Venant de la campagne, ce sujet était pire que tabou. Les seuls souvenirs de discussions que j’avais, c’est quand ma mère m’avait dit de ne pas monter dans la voiture d’un·e inconnu·e, ou cinq minutes de cours d’éducation sexuelle en cours de SVT au collège. Ma prof avait tenté de parler de consentement et de violences sexuelles en parlant de « flou sexuel ». Un bien joli terme banalisant ces violences encore trop peu comprises à l’époque.

Ça soulevait en moi des émotions assez inédites : la peur d’une sorte de domination ancestrale masculine sur les femmes, la colère contre ces violences, et un désespoir immense de voir tous ces visages amicaux révéler en eux une blessure jamais traitée.

Féministe et militant·e

Mon militantisme féministe a commencé. Pas seulement contre les violences faites aux femmes, mais pour tout ce qui touche à l’égalité entre les genres. J’étais décidé·e à vouloir casser les tabous autour de ces traumatismes par des mots et des actions. En commençant par m’aider moi-même, afin de mieux pouvoir aider les autres ayant vécu des violences et des discriminations.

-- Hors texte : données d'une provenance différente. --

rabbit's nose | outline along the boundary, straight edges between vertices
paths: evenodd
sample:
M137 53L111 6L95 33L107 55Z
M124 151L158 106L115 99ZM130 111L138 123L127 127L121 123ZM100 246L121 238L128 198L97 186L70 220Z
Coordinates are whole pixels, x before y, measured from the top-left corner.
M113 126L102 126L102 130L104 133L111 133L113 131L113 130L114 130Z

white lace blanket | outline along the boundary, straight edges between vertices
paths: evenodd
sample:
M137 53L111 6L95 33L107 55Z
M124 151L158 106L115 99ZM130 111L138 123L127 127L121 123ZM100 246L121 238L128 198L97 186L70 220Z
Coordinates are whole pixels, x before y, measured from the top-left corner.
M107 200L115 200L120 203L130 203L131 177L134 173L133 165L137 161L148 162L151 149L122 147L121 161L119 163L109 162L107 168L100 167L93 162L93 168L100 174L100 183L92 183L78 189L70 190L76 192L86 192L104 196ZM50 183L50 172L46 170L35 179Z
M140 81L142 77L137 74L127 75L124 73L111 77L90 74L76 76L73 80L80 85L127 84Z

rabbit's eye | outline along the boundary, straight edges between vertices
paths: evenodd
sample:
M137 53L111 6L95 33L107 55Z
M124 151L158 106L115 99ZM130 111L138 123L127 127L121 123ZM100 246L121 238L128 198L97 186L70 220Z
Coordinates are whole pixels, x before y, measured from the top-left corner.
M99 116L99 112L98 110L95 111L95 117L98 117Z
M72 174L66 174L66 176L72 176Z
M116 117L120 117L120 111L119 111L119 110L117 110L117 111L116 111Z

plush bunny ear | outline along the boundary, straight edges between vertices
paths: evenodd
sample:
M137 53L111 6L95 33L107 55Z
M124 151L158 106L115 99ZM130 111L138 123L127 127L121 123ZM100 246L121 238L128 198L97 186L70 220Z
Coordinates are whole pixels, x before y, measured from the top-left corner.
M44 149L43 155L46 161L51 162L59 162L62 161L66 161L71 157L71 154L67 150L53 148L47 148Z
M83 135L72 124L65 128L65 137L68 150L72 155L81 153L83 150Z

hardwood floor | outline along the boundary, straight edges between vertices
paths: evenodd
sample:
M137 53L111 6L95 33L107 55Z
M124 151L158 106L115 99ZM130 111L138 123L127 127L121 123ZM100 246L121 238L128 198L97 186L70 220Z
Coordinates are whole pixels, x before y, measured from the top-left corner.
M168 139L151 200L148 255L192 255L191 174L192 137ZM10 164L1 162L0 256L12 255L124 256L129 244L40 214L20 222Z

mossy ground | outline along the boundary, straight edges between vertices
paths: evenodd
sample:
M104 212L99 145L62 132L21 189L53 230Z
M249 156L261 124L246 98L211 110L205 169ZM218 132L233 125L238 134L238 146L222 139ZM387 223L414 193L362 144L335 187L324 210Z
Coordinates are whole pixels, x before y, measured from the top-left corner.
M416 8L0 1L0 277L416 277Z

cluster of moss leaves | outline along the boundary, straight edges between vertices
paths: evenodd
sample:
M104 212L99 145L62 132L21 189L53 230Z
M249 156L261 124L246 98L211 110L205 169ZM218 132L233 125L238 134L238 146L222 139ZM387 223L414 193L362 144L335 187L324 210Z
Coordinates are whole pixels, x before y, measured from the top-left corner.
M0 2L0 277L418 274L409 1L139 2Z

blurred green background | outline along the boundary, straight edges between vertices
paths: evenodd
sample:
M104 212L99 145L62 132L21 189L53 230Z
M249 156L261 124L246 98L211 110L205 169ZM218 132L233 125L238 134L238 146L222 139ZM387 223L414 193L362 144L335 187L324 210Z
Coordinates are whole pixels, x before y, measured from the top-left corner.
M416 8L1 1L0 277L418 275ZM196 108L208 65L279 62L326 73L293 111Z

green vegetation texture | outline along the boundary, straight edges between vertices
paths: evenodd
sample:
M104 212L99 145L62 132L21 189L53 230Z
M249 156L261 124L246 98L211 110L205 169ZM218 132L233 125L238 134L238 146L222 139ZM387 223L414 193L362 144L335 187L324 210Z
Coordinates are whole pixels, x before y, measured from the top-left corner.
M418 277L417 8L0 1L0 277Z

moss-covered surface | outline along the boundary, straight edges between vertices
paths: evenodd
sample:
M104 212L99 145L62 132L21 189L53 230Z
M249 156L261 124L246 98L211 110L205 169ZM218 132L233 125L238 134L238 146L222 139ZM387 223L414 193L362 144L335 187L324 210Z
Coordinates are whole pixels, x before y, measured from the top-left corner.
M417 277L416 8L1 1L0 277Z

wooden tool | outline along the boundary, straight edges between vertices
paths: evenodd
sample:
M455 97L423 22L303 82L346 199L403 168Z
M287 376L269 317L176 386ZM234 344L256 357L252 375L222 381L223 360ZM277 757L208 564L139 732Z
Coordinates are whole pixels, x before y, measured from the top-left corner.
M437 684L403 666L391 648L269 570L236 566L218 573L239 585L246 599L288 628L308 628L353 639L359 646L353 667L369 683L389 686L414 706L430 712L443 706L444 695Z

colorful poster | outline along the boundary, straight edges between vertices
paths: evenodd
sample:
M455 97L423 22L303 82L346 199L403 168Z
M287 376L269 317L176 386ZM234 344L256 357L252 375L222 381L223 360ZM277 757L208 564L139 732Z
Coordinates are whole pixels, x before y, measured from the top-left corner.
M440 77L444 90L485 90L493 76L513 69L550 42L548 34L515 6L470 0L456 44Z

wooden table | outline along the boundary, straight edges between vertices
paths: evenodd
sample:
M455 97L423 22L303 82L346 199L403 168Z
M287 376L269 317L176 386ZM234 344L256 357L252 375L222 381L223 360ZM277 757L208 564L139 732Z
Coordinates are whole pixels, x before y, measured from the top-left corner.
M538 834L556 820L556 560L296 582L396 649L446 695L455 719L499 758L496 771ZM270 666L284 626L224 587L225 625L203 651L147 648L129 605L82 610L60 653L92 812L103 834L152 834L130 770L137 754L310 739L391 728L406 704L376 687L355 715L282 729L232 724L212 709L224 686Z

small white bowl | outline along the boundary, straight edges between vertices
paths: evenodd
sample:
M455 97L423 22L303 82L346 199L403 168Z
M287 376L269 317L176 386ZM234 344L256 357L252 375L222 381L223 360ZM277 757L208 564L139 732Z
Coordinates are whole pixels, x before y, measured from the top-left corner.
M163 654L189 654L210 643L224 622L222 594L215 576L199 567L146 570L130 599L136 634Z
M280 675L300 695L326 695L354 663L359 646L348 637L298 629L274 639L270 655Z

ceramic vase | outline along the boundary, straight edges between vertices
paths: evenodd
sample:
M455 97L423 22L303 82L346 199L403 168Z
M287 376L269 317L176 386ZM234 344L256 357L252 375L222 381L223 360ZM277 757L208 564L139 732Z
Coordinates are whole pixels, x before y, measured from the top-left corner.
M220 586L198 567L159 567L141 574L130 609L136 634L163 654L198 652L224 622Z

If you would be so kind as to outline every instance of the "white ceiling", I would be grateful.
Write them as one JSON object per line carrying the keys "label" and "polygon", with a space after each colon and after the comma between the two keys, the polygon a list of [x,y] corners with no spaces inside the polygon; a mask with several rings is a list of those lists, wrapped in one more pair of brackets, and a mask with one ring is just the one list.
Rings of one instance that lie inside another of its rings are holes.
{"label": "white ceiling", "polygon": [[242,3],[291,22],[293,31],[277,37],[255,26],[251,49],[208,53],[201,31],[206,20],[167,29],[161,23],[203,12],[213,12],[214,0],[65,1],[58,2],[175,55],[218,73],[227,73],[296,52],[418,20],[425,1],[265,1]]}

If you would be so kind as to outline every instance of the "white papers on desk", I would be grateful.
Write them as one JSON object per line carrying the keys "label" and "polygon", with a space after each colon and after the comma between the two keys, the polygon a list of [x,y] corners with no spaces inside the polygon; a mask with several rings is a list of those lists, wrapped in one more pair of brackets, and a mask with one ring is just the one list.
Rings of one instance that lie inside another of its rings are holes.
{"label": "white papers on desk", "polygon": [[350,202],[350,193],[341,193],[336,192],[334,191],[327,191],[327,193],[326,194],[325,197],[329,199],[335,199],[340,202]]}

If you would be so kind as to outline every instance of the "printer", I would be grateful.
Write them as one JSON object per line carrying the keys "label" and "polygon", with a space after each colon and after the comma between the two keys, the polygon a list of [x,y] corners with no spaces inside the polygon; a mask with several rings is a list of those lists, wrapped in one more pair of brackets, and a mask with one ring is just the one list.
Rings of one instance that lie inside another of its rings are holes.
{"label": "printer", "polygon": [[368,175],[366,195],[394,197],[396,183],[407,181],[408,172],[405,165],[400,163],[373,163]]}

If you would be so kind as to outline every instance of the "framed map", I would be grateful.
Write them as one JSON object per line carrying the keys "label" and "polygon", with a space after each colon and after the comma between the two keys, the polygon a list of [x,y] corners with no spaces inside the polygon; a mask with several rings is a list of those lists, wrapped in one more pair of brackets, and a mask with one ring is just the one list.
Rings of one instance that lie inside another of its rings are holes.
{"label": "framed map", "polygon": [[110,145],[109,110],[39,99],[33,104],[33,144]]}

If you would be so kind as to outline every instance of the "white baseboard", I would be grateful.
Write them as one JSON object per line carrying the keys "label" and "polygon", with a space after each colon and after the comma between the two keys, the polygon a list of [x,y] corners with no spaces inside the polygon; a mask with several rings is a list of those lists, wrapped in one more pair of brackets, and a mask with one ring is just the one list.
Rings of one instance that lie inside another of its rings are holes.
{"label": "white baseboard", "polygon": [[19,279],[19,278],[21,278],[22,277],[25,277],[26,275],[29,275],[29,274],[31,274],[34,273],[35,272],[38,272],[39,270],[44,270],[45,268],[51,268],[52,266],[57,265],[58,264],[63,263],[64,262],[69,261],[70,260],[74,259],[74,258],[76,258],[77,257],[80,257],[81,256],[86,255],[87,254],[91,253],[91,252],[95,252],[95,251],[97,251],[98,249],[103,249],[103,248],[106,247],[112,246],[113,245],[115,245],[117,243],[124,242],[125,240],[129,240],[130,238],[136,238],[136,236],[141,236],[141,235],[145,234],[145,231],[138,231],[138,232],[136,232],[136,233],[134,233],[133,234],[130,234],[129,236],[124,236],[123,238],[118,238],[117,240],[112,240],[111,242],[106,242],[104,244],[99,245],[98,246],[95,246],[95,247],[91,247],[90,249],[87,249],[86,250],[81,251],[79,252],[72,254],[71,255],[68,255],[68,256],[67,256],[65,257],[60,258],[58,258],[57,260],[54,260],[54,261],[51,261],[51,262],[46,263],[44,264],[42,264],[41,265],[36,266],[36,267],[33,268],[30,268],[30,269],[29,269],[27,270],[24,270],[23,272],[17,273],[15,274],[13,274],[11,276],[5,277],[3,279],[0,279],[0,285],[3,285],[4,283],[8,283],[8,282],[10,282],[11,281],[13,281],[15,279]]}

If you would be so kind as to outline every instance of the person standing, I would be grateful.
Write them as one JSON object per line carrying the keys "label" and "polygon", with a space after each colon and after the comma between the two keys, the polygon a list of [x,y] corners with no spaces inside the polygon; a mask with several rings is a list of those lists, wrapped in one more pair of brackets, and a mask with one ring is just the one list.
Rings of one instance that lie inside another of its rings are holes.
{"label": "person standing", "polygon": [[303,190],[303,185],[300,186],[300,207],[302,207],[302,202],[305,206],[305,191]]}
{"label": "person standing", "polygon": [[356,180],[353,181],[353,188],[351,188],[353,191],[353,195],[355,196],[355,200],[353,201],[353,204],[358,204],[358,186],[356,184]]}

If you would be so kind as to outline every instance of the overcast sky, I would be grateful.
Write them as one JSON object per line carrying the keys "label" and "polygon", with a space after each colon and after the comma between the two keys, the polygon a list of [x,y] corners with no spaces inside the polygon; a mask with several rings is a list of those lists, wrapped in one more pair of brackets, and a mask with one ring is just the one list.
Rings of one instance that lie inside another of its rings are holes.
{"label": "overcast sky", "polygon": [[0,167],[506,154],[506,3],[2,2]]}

À partir de 2016, je me suis lancé·e dans plusieurs projets : des collages d’autocollants représentant un petit cochon sur fond jaune avec inscrit « Balance ton porc » (confectionnés maison sur Photoshop) dans toutes les grandes places de Lyon pour dénoncer le harcèlement de rue avec mes ami·es ; la participation à des rassemblements et manifestations féministes comme ceux organisés par Nous Toutes et Collages Féministes Lyon.

Mon témoignage aux yeux de tout le monde

Mon engagement le plus émotionnel et hurlant, c’était lors de l’événement « J’avais » organisé en 2020 par Collages Féministes Lyon. Il consistait à envoyer par mail son témoignage relatant notre expérience des violences sexuelles dans le but d’être collé·e dans toute la France. Je leur ai envoyé le mien, qui a été collé à Lyon, aux yeux de tout le monde :

[Trigger warning : viol]

« L’été dernier, j’ai aidé mon meilleur ami et sa copine à emménager dans leur tout premier appartement. […] Je suis resté·e dormir le soir dans leur nouvel appart. En sachant qu’ils vivent dans un studio, je dormais au sol et eux dormaient sur leur clic-clac. Vers 5h du matin, la copine de mon meilleur ami […] est partie au travail.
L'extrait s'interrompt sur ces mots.